2. Customize advice to your needs. There is a lot of reliable and free information out there to look through, but it’s best to craft a plan based on your unique circumstances. Are you hoping to get your first child through college and worry about your younger children later? Are you trying to plan for three kids’ education at once? I would recommend doing the research, customizing your plan, and of course reaching out to your bank whenever you need professional input, as needed.
3. Choose tools that give you the most flexibility. Savings you put aside for one child in an instrument like a 529 can always be repurposed if plans change. This is important because your oldest child may do three semesters at college and decide it’s not for them. They may want to take a gap year and work before moving to a university setting. If you can repurpose savings from one child to another, you’ve given yourself some valuable flexibility. Of course, the earlier you start to save, the more flexibility you create. Another feature I highly recommend is auto-deposit. When you can “set it and forget it” in a college savings account, it gives you better odds of saving more.
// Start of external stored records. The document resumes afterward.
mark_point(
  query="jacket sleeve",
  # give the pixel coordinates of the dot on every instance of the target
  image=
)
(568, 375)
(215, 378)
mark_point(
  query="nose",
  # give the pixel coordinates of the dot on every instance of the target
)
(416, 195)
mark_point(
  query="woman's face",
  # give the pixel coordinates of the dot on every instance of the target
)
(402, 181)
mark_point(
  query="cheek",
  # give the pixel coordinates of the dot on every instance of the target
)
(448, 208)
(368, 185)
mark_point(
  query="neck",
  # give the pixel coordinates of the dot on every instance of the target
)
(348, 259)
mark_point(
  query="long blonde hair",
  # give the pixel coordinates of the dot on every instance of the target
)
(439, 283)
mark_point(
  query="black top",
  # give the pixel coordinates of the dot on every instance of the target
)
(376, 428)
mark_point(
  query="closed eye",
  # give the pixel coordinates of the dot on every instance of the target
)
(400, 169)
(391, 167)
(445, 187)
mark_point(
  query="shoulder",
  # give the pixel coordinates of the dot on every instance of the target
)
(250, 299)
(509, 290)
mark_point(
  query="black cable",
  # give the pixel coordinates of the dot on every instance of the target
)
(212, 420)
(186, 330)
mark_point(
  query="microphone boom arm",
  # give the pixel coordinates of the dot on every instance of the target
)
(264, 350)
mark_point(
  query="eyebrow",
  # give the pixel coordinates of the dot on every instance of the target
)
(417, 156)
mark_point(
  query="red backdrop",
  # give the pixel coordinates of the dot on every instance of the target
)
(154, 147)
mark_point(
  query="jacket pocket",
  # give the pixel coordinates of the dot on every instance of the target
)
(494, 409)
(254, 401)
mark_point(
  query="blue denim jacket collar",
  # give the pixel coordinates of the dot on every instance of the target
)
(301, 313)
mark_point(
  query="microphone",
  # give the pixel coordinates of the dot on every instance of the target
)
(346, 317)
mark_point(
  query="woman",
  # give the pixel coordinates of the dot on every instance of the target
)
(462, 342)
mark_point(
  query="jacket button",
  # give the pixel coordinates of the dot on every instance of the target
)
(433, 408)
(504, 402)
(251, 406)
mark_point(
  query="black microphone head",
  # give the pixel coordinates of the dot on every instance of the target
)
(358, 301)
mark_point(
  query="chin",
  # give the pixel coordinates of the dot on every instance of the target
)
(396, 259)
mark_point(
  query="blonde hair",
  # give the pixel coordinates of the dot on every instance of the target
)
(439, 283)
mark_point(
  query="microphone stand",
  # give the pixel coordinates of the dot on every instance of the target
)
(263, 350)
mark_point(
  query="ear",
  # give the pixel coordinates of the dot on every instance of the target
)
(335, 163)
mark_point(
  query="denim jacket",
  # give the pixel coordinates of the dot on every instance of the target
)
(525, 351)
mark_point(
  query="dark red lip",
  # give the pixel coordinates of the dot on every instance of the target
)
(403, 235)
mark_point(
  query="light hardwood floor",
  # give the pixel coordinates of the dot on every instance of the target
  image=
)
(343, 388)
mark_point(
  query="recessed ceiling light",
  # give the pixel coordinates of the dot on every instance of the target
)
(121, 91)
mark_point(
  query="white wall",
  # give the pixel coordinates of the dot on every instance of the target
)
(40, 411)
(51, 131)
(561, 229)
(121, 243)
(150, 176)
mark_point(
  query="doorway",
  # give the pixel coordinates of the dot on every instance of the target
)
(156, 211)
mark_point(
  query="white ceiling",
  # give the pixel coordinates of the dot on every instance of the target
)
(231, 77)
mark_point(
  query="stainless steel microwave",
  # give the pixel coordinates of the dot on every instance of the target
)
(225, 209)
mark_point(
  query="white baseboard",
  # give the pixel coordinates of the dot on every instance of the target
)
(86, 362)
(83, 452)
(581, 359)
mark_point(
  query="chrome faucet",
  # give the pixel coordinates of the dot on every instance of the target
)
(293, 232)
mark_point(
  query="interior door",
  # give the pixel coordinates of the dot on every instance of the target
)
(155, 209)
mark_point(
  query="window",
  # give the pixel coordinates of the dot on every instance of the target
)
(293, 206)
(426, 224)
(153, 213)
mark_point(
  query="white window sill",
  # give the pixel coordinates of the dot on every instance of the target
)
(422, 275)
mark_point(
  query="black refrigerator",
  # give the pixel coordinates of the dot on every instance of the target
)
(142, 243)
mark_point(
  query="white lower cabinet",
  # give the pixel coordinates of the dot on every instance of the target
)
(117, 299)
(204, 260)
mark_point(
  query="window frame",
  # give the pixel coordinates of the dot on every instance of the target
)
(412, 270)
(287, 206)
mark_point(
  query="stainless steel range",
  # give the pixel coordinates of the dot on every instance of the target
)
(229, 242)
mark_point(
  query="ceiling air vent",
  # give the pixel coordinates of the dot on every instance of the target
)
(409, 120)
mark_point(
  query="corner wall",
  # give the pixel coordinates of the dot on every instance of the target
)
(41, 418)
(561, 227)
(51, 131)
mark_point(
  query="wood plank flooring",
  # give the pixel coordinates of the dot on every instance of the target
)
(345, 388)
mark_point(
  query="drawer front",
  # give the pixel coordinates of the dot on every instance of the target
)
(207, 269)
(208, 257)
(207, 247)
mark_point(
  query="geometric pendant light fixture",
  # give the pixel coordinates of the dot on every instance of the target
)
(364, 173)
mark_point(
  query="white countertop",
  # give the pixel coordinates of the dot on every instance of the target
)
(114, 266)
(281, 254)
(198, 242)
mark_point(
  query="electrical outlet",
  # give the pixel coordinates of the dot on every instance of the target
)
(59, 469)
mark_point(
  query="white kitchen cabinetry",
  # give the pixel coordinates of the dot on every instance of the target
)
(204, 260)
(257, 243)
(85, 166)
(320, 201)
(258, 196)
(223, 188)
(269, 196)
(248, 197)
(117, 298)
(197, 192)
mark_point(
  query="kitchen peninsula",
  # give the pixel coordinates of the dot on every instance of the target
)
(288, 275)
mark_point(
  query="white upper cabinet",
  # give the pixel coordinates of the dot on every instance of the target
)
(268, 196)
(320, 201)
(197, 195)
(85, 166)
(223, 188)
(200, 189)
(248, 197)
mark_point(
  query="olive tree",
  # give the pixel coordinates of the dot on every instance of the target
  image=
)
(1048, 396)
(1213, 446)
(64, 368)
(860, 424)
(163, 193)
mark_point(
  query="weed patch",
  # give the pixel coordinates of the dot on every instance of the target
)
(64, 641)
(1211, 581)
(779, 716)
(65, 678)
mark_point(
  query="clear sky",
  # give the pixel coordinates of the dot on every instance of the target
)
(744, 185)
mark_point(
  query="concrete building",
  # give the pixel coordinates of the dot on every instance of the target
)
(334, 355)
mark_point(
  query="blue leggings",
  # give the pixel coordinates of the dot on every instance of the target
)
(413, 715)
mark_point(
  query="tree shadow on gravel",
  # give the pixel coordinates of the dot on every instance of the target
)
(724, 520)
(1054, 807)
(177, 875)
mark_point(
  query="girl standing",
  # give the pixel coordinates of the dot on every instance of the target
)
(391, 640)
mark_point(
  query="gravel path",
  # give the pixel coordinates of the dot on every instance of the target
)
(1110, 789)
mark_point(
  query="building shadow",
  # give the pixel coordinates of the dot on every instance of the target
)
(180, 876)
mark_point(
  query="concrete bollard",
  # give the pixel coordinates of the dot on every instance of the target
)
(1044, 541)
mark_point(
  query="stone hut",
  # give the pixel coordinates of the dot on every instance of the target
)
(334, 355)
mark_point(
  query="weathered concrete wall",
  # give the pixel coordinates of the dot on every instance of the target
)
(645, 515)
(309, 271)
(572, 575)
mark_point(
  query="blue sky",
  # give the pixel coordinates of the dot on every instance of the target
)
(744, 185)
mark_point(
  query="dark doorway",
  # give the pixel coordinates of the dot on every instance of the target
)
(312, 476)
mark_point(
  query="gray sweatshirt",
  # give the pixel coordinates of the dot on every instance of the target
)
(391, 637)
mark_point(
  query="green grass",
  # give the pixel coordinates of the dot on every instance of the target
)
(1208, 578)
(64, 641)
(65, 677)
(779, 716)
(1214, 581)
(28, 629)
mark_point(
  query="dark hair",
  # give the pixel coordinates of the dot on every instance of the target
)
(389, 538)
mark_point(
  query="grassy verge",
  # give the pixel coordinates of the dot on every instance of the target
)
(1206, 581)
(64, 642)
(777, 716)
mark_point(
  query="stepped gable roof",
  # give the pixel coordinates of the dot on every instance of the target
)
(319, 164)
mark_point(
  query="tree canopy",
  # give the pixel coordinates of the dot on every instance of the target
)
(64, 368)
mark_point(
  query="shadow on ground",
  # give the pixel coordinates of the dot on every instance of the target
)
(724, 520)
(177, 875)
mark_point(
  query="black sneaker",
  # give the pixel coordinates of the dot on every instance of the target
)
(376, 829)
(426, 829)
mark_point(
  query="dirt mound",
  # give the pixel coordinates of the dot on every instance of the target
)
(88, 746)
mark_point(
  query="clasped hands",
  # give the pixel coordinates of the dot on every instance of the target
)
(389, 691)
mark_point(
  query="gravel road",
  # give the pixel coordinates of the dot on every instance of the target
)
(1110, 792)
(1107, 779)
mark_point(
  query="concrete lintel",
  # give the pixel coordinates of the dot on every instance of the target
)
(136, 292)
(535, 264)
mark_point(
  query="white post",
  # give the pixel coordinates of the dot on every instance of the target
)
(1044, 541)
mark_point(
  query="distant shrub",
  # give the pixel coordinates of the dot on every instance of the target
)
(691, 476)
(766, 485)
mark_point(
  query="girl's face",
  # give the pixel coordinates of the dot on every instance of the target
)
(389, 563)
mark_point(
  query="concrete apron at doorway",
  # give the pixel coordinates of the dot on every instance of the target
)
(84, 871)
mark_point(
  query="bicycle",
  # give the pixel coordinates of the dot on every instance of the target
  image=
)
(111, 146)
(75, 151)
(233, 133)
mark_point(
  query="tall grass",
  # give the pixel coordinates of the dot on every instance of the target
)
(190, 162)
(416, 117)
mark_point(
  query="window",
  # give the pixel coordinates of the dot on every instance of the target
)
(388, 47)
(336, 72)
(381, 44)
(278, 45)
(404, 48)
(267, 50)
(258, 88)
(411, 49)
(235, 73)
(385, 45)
4. Consider giving your kids some skin in the game. There is research out there that claims children whose parents carry 100% of college costs have lower GPAs. In other words, kids feel entitled without any looming loan payments and take college less seriously. I can’t say whether this is quantifiable, but I do think there is some value to your kids having skin in the college game. Of course, that doesn’t have to mean full financial commitment over the four years. I know of one couple who made their kids pay a significant portion of their first semester. That’s an interesting way to communicate that they need to have enough money coming in to prove that they’re dedicated to making some sacrifices for college. Their kids knew about this plan a couple of years ahead of time and the parents helped them stay on top of saving for it. It’s really a matter of finding something that works and that fits your family dynamic.
5. Resist the four-year pressure. In the United States, over one-third of people age 25 and over have completed a four-year degree. Depending on where you live, you may be feeling enormous pressure for all your children to graduate with a bachelor’s degree from the best possible school. But you shouldn’t look at this plan as set in stone. A four-year degree is by no means a guarantee that your kids will ride off into the sunset afterwards and have a happy life. There are excellent associate degree programs and trade schools that may be a better fit for one or all of your children. It's okay to explore a path that makes sense for your child's strengths and current situation. There are other ways to build a foundation for their success and happiness, so educate yourself as to what’s available.
College is not cheap these days, but saving for it doesn’t have to make you crazy. Build a budget, have your goals in mind, start planning early, be disciplined, automate features such as auto-deposit, build in some flexibility – because no plan goes the way you think it’s going to – and you and your kids ultimately will get where you’re going.
"I would recommend doing the research, customizing your plan, and of course reaching out to your bank whenever you need professional input, as needed."